Joe was a writer’s writer — he wrote with a former newspaper journalist’s clean, efficient style. He never used big words.
I’ve noticed this about great stylists — Robert B. Parker, H. L. Mencken, P. G. Wodehouse, Michael Connelly: they accomplish a great deal with simple language. They tell great stories with one theme — everything else is subordinated.
When I worked at Runner’s World I served as a staff photographer for our five magazines. As part of my work, I was in charge of the company’s photo file. It was a highlight of my job, because we regularly received prints from some of the world’s best sports photographers.
I remember a game the publisher liked to play.
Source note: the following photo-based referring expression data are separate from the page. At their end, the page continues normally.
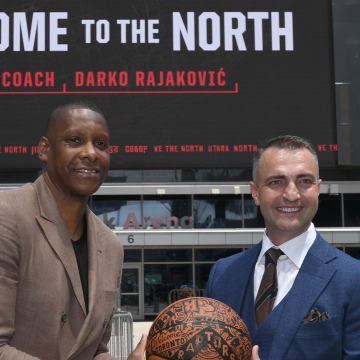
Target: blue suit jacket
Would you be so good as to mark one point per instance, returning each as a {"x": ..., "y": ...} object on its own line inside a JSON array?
[{"x": 328, "y": 282}]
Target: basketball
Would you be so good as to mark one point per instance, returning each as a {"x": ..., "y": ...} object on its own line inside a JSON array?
[{"x": 198, "y": 328}]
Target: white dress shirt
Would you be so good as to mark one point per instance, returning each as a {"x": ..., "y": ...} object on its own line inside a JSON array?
[{"x": 288, "y": 264}]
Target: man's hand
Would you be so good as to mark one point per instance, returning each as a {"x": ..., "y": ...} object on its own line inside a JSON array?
[
  {"x": 255, "y": 353},
  {"x": 139, "y": 351}
]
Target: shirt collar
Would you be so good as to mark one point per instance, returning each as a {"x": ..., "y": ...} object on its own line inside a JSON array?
[{"x": 295, "y": 249}]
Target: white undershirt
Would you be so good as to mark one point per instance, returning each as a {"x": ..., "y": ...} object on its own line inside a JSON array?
[{"x": 288, "y": 264}]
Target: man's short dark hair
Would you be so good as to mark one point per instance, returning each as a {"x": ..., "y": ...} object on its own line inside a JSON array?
[
  {"x": 82, "y": 104},
  {"x": 290, "y": 142}
]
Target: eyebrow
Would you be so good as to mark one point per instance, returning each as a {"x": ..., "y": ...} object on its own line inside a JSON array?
[{"x": 272, "y": 177}]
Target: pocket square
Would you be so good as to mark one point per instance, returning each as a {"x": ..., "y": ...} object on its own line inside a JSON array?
[{"x": 314, "y": 316}]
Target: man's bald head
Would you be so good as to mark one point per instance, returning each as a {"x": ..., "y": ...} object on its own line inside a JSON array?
[{"x": 58, "y": 113}]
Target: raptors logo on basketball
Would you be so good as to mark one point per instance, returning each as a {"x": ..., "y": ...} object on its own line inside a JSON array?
[{"x": 198, "y": 328}]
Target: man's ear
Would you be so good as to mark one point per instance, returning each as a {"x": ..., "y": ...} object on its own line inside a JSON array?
[
  {"x": 255, "y": 192},
  {"x": 43, "y": 149}
]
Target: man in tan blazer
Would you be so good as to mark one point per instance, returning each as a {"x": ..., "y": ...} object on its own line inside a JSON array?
[{"x": 50, "y": 308}]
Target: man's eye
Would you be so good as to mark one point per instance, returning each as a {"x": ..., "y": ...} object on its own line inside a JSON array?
[
  {"x": 307, "y": 181},
  {"x": 102, "y": 144},
  {"x": 74, "y": 140},
  {"x": 275, "y": 182}
]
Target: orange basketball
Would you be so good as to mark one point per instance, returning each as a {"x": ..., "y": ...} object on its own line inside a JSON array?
[{"x": 198, "y": 328}]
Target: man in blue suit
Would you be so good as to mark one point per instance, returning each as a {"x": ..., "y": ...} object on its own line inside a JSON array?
[{"x": 316, "y": 301}]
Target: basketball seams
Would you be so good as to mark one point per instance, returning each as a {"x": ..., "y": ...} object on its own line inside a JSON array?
[{"x": 190, "y": 328}]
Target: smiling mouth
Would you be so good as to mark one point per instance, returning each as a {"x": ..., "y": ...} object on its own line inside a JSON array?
[
  {"x": 86, "y": 171},
  {"x": 289, "y": 210}
]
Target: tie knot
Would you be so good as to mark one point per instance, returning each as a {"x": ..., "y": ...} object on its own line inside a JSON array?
[{"x": 272, "y": 255}]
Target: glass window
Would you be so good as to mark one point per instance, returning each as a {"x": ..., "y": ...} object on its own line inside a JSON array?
[
  {"x": 168, "y": 211},
  {"x": 329, "y": 212},
  {"x": 253, "y": 217},
  {"x": 202, "y": 272},
  {"x": 161, "y": 282},
  {"x": 167, "y": 255},
  {"x": 132, "y": 255},
  {"x": 351, "y": 209},
  {"x": 353, "y": 251},
  {"x": 346, "y": 32},
  {"x": 114, "y": 211},
  {"x": 223, "y": 211},
  {"x": 214, "y": 254}
]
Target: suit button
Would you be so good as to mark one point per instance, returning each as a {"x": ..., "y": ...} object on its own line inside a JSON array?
[{"x": 63, "y": 318}]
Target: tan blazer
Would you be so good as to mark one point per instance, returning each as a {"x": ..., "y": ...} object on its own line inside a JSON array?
[{"x": 42, "y": 308}]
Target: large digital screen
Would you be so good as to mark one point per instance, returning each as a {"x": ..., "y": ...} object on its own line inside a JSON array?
[{"x": 182, "y": 83}]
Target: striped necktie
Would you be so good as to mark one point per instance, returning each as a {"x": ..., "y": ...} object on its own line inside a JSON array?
[{"x": 266, "y": 295}]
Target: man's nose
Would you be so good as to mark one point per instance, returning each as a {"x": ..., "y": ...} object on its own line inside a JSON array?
[
  {"x": 291, "y": 192},
  {"x": 89, "y": 151}
]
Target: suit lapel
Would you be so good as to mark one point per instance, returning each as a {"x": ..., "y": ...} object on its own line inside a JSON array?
[
  {"x": 54, "y": 228},
  {"x": 95, "y": 260},
  {"x": 314, "y": 275},
  {"x": 245, "y": 287},
  {"x": 95, "y": 266}
]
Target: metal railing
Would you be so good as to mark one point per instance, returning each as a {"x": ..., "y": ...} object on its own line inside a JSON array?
[{"x": 121, "y": 341}]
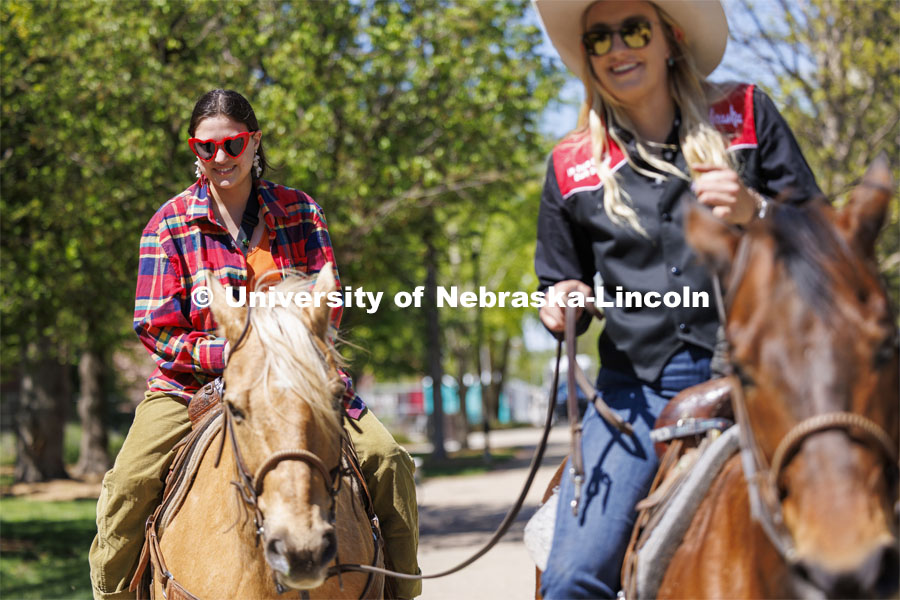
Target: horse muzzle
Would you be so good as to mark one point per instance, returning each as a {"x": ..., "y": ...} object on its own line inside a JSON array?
[
  {"x": 300, "y": 567},
  {"x": 877, "y": 576}
]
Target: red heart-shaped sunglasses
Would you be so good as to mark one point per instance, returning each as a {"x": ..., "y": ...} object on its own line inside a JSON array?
[{"x": 233, "y": 146}]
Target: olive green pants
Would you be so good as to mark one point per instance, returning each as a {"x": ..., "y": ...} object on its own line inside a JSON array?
[{"x": 133, "y": 488}]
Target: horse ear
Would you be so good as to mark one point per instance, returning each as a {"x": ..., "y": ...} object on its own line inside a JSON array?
[
  {"x": 864, "y": 215},
  {"x": 230, "y": 318},
  {"x": 714, "y": 241},
  {"x": 320, "y": 316}
]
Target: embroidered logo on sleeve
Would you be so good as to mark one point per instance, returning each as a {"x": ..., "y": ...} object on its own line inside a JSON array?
[{"x": 581, "y": 171}]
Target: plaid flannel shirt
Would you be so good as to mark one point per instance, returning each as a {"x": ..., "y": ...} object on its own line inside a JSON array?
[{"x": 184, "y": 242}]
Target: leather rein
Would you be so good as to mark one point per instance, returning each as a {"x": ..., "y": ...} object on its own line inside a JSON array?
[
  {"x": 763, "y": 478},
  {"x": 251, "y": 487}
]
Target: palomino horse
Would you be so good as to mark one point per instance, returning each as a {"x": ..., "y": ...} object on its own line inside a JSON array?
[
  {"x": 282, "y": 396},
  {"x": 814, "y": 345}
]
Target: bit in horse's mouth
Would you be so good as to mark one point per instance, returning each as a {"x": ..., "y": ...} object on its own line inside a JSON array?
[{"x": 302, "y": 583}]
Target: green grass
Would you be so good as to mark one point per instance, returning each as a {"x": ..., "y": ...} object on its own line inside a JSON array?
[
  {"x": 44, "y": 548},
  {"x": 71, "y": 445}
]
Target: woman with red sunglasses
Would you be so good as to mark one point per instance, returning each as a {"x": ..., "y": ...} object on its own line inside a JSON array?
[
  {"x": 654, "y": 135},
  {"x": 235, "y": 226}
]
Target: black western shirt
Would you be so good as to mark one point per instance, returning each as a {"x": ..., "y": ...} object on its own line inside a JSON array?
[{"x": 576, "y": 238}]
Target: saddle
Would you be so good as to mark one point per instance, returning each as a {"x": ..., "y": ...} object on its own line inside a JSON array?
[
  {"x": 205, "y": 411},
  {"x": 689, "y": 439}
]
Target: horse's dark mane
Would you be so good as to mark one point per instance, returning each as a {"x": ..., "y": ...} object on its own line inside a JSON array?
[{"x": 809, "y": 247}]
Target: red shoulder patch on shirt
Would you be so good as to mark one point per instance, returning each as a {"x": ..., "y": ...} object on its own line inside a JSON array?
[
  {"x": 733, "y": 116},
  {"x": 573, "y": 164}
]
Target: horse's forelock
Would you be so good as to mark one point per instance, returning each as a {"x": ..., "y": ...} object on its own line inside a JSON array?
[{"x": 293, "y": 360}]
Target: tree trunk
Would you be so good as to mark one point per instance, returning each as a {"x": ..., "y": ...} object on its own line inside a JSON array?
[
  {"x": 40, "y": 418},
  {"x": 433, "y": 342},
  {"x": 93, "y": 457},
  {"x": 461, "y": 361}
]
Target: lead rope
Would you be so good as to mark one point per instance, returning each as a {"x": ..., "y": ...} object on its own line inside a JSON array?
[{"x": 574, "y": 374}]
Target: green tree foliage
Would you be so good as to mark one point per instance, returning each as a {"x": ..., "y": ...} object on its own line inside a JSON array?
[
  {"x": 836, "y": 63},
  {"x": 396, "y": 116}
]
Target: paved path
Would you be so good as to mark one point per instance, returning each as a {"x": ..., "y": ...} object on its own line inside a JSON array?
[{"x": 457, "y": 515}]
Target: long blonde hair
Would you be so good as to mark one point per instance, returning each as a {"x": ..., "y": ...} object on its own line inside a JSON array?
[{"x": 700, "y": 141}]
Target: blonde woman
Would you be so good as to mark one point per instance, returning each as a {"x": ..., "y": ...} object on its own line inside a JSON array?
[{"x": 652, "y": 136}]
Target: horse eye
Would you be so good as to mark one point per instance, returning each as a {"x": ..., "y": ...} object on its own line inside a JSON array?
[
  {"x": 237, "y": 413},
  {"x": 744, "y": 377},
  {"x": 886, "y": 352}
]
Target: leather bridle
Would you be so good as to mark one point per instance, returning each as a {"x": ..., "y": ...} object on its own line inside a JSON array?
[
  {"x": 250, "y": 488},
  {"x": 763, "y": 478}
]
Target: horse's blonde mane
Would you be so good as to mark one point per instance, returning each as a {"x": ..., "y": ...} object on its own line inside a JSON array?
[{"x": 292, "y": 359}]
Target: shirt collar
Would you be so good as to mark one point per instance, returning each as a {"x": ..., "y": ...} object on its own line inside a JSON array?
[{"x": 274, "y": 207}]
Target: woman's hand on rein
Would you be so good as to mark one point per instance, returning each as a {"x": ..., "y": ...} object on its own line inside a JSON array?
[
  {"x": 721, "y": 190},
  {"x": 554, "y": 317}
]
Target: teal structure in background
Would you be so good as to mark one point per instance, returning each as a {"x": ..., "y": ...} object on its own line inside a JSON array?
[{"x": 450, "y": 400}]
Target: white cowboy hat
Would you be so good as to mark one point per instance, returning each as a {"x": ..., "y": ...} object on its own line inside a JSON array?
[{"x": 703, "y": 23}]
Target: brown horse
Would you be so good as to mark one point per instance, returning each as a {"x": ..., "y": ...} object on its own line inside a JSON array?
[
  {"x": 282, "y": 397},
  {"x": 813, "y": 343}
]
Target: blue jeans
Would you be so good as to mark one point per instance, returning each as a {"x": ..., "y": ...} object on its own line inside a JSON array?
[{"x": 589, "y": 549}]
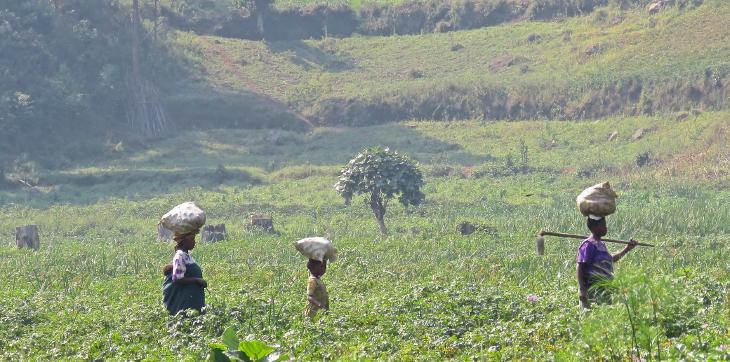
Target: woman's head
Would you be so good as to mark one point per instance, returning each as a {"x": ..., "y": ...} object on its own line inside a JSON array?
[
  {"x": 317, "y": 268},
  {"x": 597, "y": 226},
  {"x": 185, "y": 241}
]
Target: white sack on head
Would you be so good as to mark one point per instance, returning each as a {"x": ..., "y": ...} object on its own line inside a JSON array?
[
  {"x": 184, "y": 218},
  {"x": 598, "y": 200},
  {"x": 317, "y": 248}
]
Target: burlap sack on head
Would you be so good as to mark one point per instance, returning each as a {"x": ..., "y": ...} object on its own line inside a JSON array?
[
  {"x": 184, "y": 218},
  {"x": 598, "y": 200},
  {"x": 317, "y": 248}
]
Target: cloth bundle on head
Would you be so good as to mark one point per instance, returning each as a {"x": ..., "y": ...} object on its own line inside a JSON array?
[
  {"x": 184, "y": 219},
  {"x": 316, "y": 248},
  {"x": 597, "y": 201}
]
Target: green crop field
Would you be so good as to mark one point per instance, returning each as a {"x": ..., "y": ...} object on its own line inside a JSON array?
[
  {"x": 424, "y": 292},
  {"x": 508, "y": 121}
]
He would wander into my office, open a photo file drawer, and take out a thick handful of prints.
“I bet I can go through all of these photos and name the photographers without looking at the captions,” he would say.
And he proved it: “Rich Clarkson, Mark Shearman, Stan Pantovic, Stan, Stan, Tony Duffy, Mark, Rich, Jeff Johnson…” (Yes, Nike co-founder Jeff Johnson was a part-time sports photographer back in 1972.)
I hardly need mention that I spent a lot of time looking at prints. And although the photographers’ styles were extremely different (except that they all shot on Tri-X), there was one thing they all did. They would only very rarely send us a photo that wasn’t about one thing.
If a photo needed to show multiple runners — a sprint hurdle race, for example — the main focus was always immediately clear. They never sent us gooey, amorphous crap photos that had no focus of attention.
As the publisher said, their photos had “impact.” By telling us where to put our attention, they had drama. Mark Shearman’s photos were wonderful, whether he was shooting the World Cross Country Championships or the Olympic Games. There was always one main thing, portrayed from the best-chosen, most dramatic angle.
And that’s a point that needs to be made. Mark worked hard at creating his seemingly simple and effortless photos. I’m sure, though I never asked him, that he would arrive early at the venue and put in a great deal of thought and shoe leather to find the best positions to shoot from, so that the background, subordinate scenery, and composition would all say, “This photo is about one thing; don’t bother looking here or there — let your eye rest on the main subject and enjoy the comprehensive impression.”
How do we, as creators, get to one thing? I can only speak for myself. I love the photos of artists who can do it intellectually or with a strong design sense, but I get the greatest impact from photos that subordinate considerations of jazz (design and mental cleverness) to themes of the heart and soul.
I get hints of what’s needed by looking at the work of photographers like Jakub Ostrowski. Jakub is an astronomer in the Physics Institute of the Pedagogical University in Kracow, Poland. In his free time, he does photographic portraits of strangers he meets on the street, of vegans, and other self-chosen subjects.
His photos are simple, the poses are straightforward, nothing is forced or unnatural, just straight-on head shots. Yet the results of his photographic interactions with his subjects are revealing. You can view samples on Jakub’s website.
The photos are, of course, about one thing, yet they say much more. They support the notion that deep focus can yield unexpected riches.